By Shawn Wright, Automotive News
Detroit, Michigan -- Last year's cash-for-clunkers programme increased US sales without damaging the number of future automobile purchases, as previously feared by critics, according to a study by Maritz Automotive Research Group.
Maritz compared its consumer data with the federal government's data on total clunker sales, finding that about 542 000 consumers bought vehicles during July and August 2009 specifically because of the programme.
The study also estimated that 223 000 vehicles sold were "halo sales" -- cars purchased by consumers who wanted to participate in the incentive programme but did not qualify, yet bought or leased a new vehicle anyway.
"The cash-for-clunkers programme did create a large amount of incremental sales, to the tune of about 765 000 -- a pretty large chunk of total sales for those two months," said Dave Fish, vice president of Maritz Automotive Research Group.
The study suggests the clunkers programme met its objective of creating jobs while replacing older, less-fuel-efficient automobiles with better-mileage, lower-emission vehicles.
"This is consistent with what franchised new-car dealers across the nation were telling NADA," Paul Taylor, chief economist for the National Automobile Dealers Association, said in a statement. "The Maritz effort provides a thorough and valuable statistical sampling and analysis of consumers who participated in the clunkers programme."
The study also found that the clunkers progamme wasn't "mortgaging the future of the industry by stealing sales that would have occurred otherwise."
After a slight dip in sales in September 2009, the seasonally adjusted annual sales rate from October through December showed that automobiles continued to sell at a higher pace than before the clunkers programme began, according to statistics from the Bureau of Economic Analysis, a unit of the US Commerce Department.

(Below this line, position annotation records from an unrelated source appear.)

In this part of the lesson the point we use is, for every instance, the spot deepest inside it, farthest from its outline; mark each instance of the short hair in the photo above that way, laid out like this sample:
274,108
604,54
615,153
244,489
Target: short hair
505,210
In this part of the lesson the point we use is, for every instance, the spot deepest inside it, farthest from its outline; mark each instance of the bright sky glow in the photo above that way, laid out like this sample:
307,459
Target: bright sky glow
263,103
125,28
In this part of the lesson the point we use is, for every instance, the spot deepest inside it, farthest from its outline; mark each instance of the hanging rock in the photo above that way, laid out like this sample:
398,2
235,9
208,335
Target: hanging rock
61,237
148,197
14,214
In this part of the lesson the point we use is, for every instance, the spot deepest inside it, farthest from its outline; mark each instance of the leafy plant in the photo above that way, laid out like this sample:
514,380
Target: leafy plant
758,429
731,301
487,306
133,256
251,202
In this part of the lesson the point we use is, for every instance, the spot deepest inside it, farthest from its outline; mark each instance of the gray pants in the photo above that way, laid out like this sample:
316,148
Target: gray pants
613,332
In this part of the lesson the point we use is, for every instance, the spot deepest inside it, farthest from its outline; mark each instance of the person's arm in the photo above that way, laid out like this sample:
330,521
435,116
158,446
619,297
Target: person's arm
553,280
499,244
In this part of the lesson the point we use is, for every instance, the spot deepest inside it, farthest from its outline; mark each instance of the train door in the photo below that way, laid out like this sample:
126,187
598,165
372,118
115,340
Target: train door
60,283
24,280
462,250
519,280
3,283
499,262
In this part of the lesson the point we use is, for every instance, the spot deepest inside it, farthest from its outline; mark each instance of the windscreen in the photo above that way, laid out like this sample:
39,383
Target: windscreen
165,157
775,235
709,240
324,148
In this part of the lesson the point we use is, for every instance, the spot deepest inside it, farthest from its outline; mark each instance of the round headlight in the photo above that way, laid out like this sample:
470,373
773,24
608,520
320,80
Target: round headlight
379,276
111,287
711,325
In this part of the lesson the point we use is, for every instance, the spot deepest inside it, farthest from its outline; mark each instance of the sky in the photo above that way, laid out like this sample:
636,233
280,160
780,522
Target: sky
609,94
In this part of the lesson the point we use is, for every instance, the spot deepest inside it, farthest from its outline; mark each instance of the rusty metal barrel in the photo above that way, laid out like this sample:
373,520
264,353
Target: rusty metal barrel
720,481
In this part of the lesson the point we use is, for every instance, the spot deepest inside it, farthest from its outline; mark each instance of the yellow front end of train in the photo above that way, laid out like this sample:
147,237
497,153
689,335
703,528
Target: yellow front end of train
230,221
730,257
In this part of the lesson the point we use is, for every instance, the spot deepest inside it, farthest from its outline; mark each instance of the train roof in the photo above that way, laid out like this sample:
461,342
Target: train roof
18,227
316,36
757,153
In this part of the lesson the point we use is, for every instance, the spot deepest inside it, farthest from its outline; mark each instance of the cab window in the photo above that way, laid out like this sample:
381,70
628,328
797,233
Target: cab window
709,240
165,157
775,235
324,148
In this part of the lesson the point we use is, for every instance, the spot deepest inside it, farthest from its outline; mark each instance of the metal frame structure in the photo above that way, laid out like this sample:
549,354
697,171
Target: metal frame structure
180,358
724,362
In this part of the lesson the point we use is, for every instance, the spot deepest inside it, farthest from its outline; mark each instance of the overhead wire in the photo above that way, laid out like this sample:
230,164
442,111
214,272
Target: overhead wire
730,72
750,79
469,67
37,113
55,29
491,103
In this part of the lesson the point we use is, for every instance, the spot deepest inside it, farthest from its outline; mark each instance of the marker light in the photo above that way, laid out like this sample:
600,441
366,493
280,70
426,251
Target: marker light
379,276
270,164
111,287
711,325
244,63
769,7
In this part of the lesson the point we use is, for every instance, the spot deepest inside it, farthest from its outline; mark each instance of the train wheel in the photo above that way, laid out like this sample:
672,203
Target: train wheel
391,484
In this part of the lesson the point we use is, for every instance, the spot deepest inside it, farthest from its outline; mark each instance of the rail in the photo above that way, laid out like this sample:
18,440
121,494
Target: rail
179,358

But the research also revealed that lessons remain to be learned from the inaugural programme. Future incentive programmes will require more emphasis on outreach and education directed at dealers and consumers to explain clunkers criteria, according to the study.
Maritz said an opportunity existed to better educate Americans on how the programme works. More than 80 percent of people who wanted to participate in cash for clunkers had a trade-in vehicle that did not qualify, according to the study.
"We know most of the problem is in education around what vehicles qualify, in terms of their trade-in," Fish said.
Wilbur Ross, chairman of International Automotive Components Group, said during January's Automotive News World Congress in Detroit that the cash-for-clunkers programme was feeble and poorly administered compared to a similar programme in China. China budgeted $14 800 million for its programme, compared with $3000 million in the US.
Ross favoured another cash-for-clunkers programme, saying the government should do it as soon as possible. Cash for clunkers gave consumers up to $4,500 in rebates on a new vehicle if their trade-in and new purchase met certain requirements. The programme ran from 27 July through 25 Aug 2009, though dealerships started taking applications as early as 1 July.